Beispiele für Direktvertrieb:
Der klassische Weg für junge Unternehmer ist hier der Onlineshop. Dieser ist flexibel, bietet kaum Einschränkungen in der Art des zu verkaufenden Produktes und lässt dem Verkäufer einen großen Gestaltungsspielraum. Vorteilhaft ist, wenn du über die nötigen Kenntnisse verfügst um kleinere Änderungen am Shop selbst durchzuführen. Ansonsten gibt es natürlich viele Agenturen, die beim aufsetzen eines flexiblen Shops mit simpel zu erlernendem Content Management helfen können.

Im Bereich B2B ist weiterhin persönlicher Kontakt ein wichtiger Faktor. Gerade wenn es um größere Summen geht, hilft die direkte Ansprache dabei Vertrauen aufzubauen und Geschäfte abzuschließen. Daher sind der Telefon- und Messeverkauf hier recht weit verbreitet. Bevor man lostelefoniert sollte man sich allerdings über die rechtliche Lage bei der so genannten telefonischen Kaltakquise informieren.
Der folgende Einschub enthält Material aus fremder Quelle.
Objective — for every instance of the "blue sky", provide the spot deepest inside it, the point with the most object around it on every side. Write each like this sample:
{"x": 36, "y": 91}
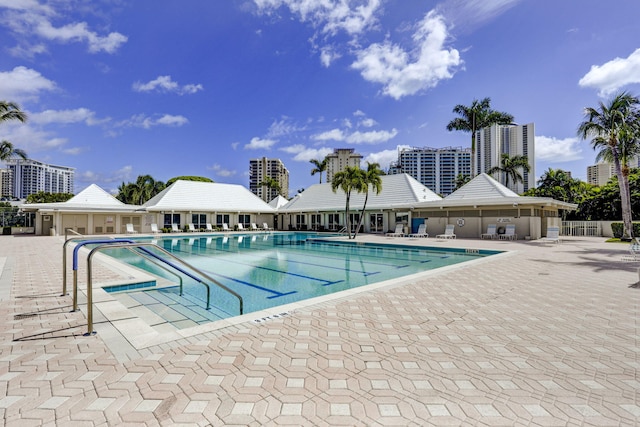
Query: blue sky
{"x": 118, "y": 88}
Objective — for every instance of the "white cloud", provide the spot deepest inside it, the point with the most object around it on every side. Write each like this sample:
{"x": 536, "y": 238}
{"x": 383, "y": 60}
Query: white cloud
{"x": 612, "y": 75}
{"x": 32, "y": 20}
{"x": 166, "y": 84}
{"x": 145, "y": 122}
{"x": 554, "y": 150}
{"x": 405, "y": 73}
{"x": 331, "y": 16}
{"x": 259, "y": 143}
{"x": 220, "y": 171}
{"x": 23, "y": 83}
{"x": 78, "y": 115}
{"x": 304, "y": 154}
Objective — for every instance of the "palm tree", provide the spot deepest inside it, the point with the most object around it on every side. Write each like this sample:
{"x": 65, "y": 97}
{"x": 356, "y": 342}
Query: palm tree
{"x": 11, "y": 111}
{"x": 475, "y": 117}
{"x": 372, "y": 179}
{"x": 609, "y": 126}
{"x": 320, "y": 166}
{"x": 348, "y": 180}
{"x": 509, "y": 166}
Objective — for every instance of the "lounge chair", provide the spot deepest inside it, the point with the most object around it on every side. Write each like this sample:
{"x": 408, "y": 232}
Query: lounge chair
{"x": 448, "y": 233}
{"x": 422, "y": 231}
{"x": 509, "y": 233}
{"x": 553, "y": 235}
{"x": 399, "y": 231}
{"x": 491, "y": 232}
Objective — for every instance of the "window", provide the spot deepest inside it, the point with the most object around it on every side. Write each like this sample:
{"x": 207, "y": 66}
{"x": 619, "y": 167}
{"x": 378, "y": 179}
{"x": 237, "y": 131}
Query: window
{"x": 171, "y": 219}
{"x": 222, "y": 219}
{"x": 199, "y": 220}
{"x": 245, "y": 220}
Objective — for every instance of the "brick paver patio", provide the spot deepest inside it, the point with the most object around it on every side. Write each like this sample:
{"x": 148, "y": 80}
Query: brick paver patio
{"x": 545, "y": 335}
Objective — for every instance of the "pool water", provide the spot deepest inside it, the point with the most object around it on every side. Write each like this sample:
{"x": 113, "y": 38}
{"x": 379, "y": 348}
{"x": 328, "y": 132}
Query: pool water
{"x": 272, "y": 269}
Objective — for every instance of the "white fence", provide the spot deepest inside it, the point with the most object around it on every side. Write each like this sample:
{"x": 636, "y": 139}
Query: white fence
{"x": 582, "y": 228}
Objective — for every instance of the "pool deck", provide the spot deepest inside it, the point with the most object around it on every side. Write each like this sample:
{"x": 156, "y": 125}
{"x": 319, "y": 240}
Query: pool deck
{"x": 545, "y": 335}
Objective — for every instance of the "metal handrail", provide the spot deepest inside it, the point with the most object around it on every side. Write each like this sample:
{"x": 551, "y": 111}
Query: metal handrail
{"x": 141, "y": 245}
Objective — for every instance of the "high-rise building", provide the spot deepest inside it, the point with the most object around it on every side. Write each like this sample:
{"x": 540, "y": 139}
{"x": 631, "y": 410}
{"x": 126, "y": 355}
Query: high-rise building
{"x": 340, "y": 159}
{"x": 514, "y": 140}
{"x": 260, "y": 170}
{"x": 6, "y": 183}
{"x": 435, "y": 168}
{"x": 30, "y": 176}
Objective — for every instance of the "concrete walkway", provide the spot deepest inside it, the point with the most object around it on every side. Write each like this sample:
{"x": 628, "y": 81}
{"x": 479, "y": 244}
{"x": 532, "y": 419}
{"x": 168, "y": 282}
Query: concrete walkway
{"x": 546, "y": 335}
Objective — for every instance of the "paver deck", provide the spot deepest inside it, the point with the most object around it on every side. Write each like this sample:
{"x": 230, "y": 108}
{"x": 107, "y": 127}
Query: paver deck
{"x": 547, "y": 335}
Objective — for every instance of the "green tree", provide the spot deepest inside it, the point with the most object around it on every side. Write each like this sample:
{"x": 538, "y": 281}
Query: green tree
{"x": 188, "y": 178}
{"x": 608, "y": 126}
{"x": 510, "y": 167}
{"x": 474, "y": 117}
{"x": 45, "y": 197}
{"x": 11, "y": 111}
{"x": 320, "y": 167}
{"x": 348, "y": 180}
{"x": 371, "y": 179}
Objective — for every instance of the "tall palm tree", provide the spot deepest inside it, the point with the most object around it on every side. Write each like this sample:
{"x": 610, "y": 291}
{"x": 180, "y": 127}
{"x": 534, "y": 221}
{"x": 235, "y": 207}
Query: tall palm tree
{"x": 372, "y": 179}
{"x": 348, "y": 180}
{"x": 320, "y": 166}
{"x": 510, "y": 166}
{"x": 11, "y": 111}
{"x": 608, "y": 126}
{"x": 475, "y": 117}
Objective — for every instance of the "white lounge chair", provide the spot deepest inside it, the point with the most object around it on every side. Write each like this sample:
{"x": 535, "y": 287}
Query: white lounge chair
{"x": 448, "y": 233}
{"x": 399, "y": 231}
{"x": 491, "y": 232}
{"x": 509, "y": 233}
{"x": 553, "y": 235}
{"x": 422, "y": 231}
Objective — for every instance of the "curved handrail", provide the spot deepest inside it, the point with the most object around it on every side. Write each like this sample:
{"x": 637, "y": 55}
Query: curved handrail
{"x": 140, "y": 245}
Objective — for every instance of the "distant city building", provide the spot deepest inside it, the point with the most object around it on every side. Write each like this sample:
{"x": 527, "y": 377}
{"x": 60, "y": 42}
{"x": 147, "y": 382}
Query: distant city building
{"x": 435, "y": 168}
{"x": 30, "y": 176}
{"x": 260, "y": 169}
{"x": 340, "y": 159}
{"x": 514, "y": 140}
{"x": 6, "y": 183}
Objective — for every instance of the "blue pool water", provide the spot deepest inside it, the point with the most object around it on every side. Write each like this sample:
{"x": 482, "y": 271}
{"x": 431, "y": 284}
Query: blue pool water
{"x": 273, "y": 269}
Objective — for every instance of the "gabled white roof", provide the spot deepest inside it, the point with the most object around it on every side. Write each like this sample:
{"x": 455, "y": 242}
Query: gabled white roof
{"x": 481, "y": 187}
{"x": 278, "y": 202}
{"x": 207, "y": 197}
{"x": 398, "y": 191}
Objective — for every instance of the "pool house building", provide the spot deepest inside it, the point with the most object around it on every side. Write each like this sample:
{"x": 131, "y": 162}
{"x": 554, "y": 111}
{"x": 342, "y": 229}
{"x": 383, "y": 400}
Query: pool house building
{"x": 403, "y": 199}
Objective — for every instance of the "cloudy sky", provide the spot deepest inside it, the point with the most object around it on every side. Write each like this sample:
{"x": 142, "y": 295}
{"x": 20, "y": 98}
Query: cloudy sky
{"x": 118, "y": 88}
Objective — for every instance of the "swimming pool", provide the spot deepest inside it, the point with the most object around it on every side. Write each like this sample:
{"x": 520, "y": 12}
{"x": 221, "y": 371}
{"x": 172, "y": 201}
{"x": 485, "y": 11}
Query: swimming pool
{"x": 272, "y": 269}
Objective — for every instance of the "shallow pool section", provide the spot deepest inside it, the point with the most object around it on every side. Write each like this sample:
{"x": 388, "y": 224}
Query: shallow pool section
{"x": 272, "y": 269}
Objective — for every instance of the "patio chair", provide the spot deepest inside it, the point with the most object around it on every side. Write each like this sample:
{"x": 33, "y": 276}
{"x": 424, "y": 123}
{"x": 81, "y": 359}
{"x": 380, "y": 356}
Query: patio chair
{"x": 448, "y": 233}
{"x": 553, "y": 235}
{"x": 130, "y": 229}
{"x": 422, "y": 231}
{"x": 509, "y": 233}
{"x": 491, "y": 232}
{"x": 399, "y": 231}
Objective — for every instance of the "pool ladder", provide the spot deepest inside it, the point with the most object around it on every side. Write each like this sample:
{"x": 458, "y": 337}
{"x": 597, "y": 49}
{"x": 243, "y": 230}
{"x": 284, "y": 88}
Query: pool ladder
{"x": 145, "y": 253}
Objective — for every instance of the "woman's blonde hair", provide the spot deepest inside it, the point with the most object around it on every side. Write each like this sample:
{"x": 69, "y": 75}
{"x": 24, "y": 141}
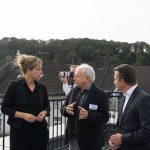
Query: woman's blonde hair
{"x": 27, "y": 62}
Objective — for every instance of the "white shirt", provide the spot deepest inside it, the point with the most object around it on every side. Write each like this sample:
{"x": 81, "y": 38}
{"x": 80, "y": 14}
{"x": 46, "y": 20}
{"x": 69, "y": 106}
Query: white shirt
{"x": 66, "y": 88}
{"x": 127, "y": 95}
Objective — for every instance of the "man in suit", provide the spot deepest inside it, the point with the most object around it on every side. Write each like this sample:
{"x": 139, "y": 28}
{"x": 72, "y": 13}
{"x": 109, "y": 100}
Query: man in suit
{"x": 86, "y": 107}
{"x": 133, "y": 112}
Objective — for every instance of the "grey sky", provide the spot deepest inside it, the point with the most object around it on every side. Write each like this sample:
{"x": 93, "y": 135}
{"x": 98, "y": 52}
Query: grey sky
{"x": 118, "y": 20}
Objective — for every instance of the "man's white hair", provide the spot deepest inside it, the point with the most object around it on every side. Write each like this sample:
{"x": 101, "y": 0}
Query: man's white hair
{"x": 87, "y": 70}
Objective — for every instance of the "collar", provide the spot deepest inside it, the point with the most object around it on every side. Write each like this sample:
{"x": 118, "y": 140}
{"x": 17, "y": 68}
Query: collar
{"x": 130, "y": 91}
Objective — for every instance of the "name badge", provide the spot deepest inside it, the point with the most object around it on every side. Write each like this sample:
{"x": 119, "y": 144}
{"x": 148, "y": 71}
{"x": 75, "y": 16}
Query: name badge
{"x": 93, "y": 107}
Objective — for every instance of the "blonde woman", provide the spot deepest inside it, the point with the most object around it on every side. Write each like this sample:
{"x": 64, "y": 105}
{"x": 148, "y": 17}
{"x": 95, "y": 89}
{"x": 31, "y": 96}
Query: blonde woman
{"x": 26, "y": 103}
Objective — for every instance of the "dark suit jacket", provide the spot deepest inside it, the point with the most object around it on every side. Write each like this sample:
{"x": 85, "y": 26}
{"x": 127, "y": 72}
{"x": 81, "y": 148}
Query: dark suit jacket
{"x": 89, "y": 131}
{"x": 134, "y": 124}
{"x": 15, "y": 100}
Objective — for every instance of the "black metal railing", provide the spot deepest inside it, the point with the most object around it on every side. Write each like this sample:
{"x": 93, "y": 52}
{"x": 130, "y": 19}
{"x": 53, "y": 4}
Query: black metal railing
{"x": 57, "y": 122}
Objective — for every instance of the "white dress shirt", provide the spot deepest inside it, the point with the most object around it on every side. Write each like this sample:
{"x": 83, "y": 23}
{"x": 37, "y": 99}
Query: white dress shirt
{"x": 66, "y": 88}
{"x": 127, "y": 96}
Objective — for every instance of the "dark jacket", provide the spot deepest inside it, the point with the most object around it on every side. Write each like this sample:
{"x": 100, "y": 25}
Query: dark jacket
{"x": 15, "y": 100}
{"x": 134, "y": 124}
{"x": 90, "y": 130}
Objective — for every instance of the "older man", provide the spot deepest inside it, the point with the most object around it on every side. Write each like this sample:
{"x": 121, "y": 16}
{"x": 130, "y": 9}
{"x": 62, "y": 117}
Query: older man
{"x": 87, "y": 110}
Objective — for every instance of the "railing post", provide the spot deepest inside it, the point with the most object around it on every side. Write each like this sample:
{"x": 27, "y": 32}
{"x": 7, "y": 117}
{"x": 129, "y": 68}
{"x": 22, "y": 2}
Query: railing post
{"x": 3, "y": 131}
Diese ist in Deutschland nämlich nur eingeschränkt erlaubt. Unproblematisch ist es natürlich potenzielle Kunden über Marketing dazu zu animieren bei dir anzurufen.

Der Vollständigkeit halber, soll an dieser Stelle auch der eigene Laden nicht unerwähnt bleiben. Dieser eignet sich aufgrund der hohen Einrichtungskosten und lokalen Gebundenheit allerdings für die wenigsten jungen Unternehmen.

Verkaufen lassen
Die Alternative zum Direktvertrieb ist der indirekte Vertrieb, bei dem Du Anderen die Aufgabe überträgst Dein Produkt an die Frau oder den Mann zu bringen. Natürlich möchten diese Mittelsleute auch für ihre Arbeit entlohnt werden. Dafür gibt es drei populäre Modelle:

Zunächst kannst Du Dein Produkt an einen Händler verkaufen. Dieser erhöht dann den Einkaufspreis für seine eigene Händlermarge und verkauft das Produkt weiter.
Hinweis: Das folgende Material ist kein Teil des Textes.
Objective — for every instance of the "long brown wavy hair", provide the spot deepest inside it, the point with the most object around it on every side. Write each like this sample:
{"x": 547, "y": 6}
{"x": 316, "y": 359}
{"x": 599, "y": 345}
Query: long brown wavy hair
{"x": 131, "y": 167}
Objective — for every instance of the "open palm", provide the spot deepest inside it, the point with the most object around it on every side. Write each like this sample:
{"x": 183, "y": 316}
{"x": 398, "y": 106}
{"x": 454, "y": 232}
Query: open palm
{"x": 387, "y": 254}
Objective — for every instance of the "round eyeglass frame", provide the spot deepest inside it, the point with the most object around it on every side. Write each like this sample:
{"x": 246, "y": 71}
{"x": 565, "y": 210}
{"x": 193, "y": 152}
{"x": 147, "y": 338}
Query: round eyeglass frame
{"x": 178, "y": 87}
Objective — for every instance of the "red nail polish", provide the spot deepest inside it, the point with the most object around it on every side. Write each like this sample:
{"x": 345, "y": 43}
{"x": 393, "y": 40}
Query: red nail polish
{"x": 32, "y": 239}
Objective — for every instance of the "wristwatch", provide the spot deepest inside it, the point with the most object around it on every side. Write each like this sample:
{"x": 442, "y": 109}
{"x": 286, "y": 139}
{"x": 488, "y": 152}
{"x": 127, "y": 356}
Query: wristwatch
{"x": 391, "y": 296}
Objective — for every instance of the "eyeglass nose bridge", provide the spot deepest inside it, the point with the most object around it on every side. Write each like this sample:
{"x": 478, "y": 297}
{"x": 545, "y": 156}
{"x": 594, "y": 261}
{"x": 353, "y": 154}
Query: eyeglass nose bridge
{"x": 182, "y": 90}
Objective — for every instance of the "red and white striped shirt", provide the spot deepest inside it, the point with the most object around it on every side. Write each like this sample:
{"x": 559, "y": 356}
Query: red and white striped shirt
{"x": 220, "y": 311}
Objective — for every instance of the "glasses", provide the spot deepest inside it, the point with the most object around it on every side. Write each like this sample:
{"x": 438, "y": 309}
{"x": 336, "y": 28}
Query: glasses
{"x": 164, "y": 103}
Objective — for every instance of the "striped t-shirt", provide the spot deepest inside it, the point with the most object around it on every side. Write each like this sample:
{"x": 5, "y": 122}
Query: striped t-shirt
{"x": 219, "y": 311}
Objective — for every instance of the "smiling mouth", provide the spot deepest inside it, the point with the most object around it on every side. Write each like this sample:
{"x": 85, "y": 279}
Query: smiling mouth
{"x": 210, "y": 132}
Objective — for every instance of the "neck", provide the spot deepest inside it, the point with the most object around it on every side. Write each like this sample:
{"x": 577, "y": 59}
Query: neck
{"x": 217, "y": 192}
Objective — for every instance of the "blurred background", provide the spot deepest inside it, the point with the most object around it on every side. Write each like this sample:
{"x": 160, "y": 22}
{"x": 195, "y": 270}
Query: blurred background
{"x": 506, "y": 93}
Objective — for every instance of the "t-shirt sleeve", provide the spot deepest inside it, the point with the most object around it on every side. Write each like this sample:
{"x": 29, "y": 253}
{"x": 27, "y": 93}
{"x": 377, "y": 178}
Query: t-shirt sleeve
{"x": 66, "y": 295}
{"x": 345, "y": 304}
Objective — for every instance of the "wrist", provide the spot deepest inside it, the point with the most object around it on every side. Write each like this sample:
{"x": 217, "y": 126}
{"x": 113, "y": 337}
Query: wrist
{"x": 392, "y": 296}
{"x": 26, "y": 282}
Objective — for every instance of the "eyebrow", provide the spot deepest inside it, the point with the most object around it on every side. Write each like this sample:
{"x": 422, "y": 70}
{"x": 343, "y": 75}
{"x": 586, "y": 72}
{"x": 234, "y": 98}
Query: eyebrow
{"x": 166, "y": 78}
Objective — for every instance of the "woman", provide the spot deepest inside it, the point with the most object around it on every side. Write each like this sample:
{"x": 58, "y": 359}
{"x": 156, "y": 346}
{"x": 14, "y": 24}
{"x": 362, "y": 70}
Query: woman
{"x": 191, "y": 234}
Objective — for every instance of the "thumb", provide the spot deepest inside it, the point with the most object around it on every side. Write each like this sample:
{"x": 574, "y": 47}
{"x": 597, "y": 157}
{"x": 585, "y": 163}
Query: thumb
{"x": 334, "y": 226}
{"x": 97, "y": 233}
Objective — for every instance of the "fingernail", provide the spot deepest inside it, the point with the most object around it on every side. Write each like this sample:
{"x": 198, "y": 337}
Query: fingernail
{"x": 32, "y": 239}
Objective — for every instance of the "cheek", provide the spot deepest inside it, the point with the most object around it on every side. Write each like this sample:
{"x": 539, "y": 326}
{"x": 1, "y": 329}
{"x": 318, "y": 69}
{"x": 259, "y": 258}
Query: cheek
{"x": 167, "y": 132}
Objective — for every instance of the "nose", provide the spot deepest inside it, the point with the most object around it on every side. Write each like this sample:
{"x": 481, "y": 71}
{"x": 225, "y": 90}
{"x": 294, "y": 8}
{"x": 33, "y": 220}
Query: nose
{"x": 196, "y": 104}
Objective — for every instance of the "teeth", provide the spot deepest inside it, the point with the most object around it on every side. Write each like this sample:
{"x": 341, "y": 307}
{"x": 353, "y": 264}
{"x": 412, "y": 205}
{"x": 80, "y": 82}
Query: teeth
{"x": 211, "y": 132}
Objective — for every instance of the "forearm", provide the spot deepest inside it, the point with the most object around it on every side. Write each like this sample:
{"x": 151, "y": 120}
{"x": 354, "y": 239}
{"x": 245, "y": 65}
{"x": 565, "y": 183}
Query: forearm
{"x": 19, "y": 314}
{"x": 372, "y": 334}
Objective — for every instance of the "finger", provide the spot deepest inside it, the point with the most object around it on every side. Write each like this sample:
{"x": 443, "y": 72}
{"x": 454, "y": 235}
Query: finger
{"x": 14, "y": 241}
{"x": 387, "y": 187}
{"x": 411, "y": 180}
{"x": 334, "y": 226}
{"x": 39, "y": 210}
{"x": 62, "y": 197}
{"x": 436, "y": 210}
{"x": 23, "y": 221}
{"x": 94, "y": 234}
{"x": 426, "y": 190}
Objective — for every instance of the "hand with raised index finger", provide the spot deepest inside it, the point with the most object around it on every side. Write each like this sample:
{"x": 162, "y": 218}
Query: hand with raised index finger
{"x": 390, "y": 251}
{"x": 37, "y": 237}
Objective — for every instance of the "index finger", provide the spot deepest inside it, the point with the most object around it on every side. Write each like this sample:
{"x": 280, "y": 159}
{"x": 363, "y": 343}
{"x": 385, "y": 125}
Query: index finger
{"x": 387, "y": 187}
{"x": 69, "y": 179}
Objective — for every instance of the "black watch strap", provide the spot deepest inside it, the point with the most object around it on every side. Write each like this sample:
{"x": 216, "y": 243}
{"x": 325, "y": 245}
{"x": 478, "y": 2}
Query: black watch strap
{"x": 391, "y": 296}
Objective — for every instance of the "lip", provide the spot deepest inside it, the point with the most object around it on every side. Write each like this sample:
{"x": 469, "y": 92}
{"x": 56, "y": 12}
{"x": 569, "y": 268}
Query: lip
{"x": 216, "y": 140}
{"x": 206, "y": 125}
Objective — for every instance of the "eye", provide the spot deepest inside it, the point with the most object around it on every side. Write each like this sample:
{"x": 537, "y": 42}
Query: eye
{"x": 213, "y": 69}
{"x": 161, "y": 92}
Die zweite Option ist der Kommissionsverkauf. Hier erhält der Händler die Ware und überweist Dir Deinen Anteil vom Umsatz, sobald er sie verkauft hat.
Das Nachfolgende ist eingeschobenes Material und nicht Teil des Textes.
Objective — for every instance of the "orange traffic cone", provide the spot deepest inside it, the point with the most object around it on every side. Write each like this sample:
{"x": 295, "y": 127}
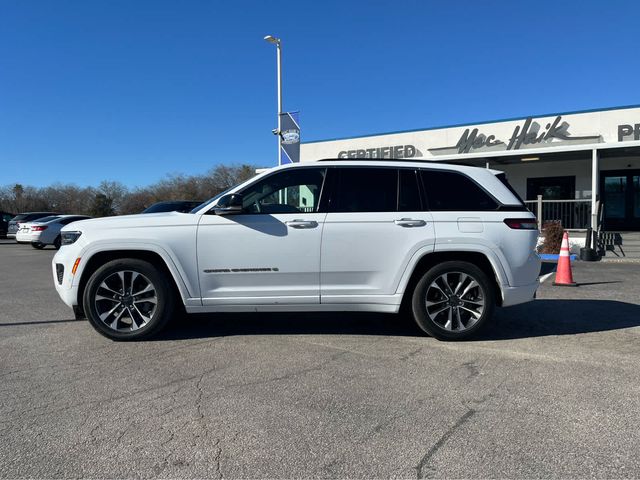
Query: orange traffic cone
{"x": 564, "y": 278}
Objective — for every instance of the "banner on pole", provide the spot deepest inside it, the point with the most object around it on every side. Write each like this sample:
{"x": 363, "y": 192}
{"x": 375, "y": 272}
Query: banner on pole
{"x": 290, "y": 135}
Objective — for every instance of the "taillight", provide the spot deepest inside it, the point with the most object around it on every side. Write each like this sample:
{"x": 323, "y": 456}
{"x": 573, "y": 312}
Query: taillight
{"x": 521, "y": 223}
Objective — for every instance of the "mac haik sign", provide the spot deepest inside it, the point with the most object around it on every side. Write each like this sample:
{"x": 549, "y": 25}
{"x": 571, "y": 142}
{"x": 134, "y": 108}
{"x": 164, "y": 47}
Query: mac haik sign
{"x": 527, "y": 135}
{"x": 290, "y": 137}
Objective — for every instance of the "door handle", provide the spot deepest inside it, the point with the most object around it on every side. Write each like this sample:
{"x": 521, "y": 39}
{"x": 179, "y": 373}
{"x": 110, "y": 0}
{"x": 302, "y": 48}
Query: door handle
{"x": 302, "y": 223}
{"x": 410, "y": 222}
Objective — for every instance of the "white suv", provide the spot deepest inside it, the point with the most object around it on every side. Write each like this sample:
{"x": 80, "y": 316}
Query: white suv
{"x": 448, "y": 242}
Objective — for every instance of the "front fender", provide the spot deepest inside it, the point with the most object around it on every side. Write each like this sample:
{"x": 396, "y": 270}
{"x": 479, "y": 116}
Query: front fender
{"x": 186, "y": 288}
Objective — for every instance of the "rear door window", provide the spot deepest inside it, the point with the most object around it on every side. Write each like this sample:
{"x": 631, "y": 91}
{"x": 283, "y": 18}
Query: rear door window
{"x": 408, "y": 191}
{"x": 363, "y": 189}
{"x": 454, "y": 191}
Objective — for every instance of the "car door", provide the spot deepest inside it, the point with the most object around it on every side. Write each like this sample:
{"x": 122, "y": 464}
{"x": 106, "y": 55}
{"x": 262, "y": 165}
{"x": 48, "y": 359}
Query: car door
{"x": 270, "y": 253}
{"x": 374, "y": 226}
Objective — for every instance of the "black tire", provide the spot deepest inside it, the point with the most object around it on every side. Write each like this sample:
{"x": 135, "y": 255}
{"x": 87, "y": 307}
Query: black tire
{"x": 78, "y": 313}
{"x": 449, "y": 307}
{"x": 109, "y": 275}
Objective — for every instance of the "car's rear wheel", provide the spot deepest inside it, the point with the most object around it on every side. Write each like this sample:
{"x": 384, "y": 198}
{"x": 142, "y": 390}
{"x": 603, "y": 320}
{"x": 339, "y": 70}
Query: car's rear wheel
{"x": 128, "y": 299}
{"x": 453, "y": 300}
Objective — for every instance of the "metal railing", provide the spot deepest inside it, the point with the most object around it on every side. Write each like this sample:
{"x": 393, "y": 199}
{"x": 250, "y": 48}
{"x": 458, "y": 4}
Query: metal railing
{"x": 572, "y": 214}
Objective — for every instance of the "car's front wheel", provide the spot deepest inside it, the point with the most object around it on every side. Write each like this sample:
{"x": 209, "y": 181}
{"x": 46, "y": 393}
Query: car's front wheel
{"x": 128, "y": 299}
{"x": 453, "y": 300}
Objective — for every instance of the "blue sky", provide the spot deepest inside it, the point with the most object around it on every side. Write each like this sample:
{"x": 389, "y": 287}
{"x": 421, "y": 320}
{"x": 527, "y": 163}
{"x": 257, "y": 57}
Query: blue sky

Option Nummer drei ist die Provision. Hier schließt der Händler das Geschäft ab, der Kunde bezahlt aber direkt bei Dir. Du überweist dem Händler dann seinen Erfolgsanteil als Provision. Dies ist zum Beispiel bei digitalen Produkten und Dienstleistungen oft der Fall. Ein klassisches Beispiel für Provisionen ist die Bezahlung beim Affiliate Marketing.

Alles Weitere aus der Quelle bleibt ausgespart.